Design of bandwidth-efficient unequal error protection LDPC codes

• Published in: IEEE transactions on communications Vol. 58; no. 3; pp. 802 - 811
• Main Authors: Sandberg, Sara, Von Deetzen, Neele
• Format: Journal Article
• Language: English
• Published: New York, NY IEEE 01.03.2010; Institute of Electrical and Electronics Engineers; The Institute of Electrical and Electronics Engineers, Inc. (IEEE)

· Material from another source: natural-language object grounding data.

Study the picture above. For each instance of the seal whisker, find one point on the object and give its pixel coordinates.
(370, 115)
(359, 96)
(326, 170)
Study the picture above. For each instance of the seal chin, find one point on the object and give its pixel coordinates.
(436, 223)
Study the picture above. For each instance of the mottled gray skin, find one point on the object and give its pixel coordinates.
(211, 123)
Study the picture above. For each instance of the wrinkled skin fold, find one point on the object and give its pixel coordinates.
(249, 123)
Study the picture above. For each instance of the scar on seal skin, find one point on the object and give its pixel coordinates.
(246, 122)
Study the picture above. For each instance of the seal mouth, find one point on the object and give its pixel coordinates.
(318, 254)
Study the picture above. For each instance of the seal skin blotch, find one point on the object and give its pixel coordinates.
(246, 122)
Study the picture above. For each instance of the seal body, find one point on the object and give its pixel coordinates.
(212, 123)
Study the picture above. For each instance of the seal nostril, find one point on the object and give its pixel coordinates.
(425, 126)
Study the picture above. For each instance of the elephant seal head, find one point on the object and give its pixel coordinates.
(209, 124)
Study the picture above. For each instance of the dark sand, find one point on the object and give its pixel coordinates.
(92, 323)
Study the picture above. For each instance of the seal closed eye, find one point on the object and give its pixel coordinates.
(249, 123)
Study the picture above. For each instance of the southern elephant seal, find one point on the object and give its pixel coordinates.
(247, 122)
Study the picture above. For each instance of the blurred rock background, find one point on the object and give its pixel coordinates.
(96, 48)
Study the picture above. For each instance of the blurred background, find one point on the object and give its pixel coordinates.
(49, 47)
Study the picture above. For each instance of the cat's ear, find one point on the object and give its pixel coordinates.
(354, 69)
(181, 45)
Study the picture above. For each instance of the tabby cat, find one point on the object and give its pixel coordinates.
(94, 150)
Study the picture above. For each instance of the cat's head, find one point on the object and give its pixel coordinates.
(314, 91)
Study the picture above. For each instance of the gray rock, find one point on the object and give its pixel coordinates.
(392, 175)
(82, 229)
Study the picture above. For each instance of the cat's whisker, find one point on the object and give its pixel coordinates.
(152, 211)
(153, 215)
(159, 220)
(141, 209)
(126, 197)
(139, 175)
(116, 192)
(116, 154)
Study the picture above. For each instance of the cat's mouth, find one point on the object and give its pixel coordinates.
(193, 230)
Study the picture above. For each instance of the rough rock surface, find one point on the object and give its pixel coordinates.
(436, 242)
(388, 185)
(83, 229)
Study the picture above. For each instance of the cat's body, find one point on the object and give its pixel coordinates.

• Subjects: Algorithm design and analysis; Applied sciences; Approximation; AWGN channels; Bandwidth; bandwidth efficiency; Channels; Codes; Coding, codes; Constellations; Density; Design methodology; Error correction codes; Error probability; Errors; Exact sciences and technology; Gaussian approximation; higher order constellations; Information, signal and communications theory; LDPC; Low density parity check codes; Modulation; Modulation coding; Modulation, demodulation; Parity check codes; Permissible error; Protection; Signal and communications theory; Signal Processing; Signalbehandling; Strategy; Telecommunications and information theory; unequal error protection; Performance evaluation; Binary channel; unequal error protection; Bit error rate; LDPC; Algorithm; Channel coding; AWGN channels; Gaussian process; Modulation; higher order constellations; Error correcting code; Parity check codes; Error correction; Signal to noise ratio; bandwidth efficiency
• ISSN: 0090-6778; 1558-0857; 1558-0857
• DOI: 10.1109/TCOMM.2010.03.0800352

This paper presents a strategy for the design of bandwidth-efficient LDPC codes with unequal error protection. Bandwidth efficiency is obtained by appropriately designing the codes for higher order constellations, assuming an AWGN channel. The irregularities of the LDPC code are designed, using the Gaussian approximation of the density evolution, to enhance the unequal error protection property of the code as well as account for the different bit error probabilities given by the higher order constellation. The proposed code design algorithm is flexible in terms of the number and proportions of protection classes. It also allows arbitrary modulation schemes. Our method combines the design of unequal error protection LDPC codes for the binary input AWGN channel with the code design for higher order constellations by dividing the variable node degree distribution into sub-degree distributions for each protection class and each level of protection from the modulation. The results show that appropriate code design for higher order constellations reduces the overall bit-error rate significantly. Furthermore, the unequal error protection capability of the code is increased, especially for high SNR.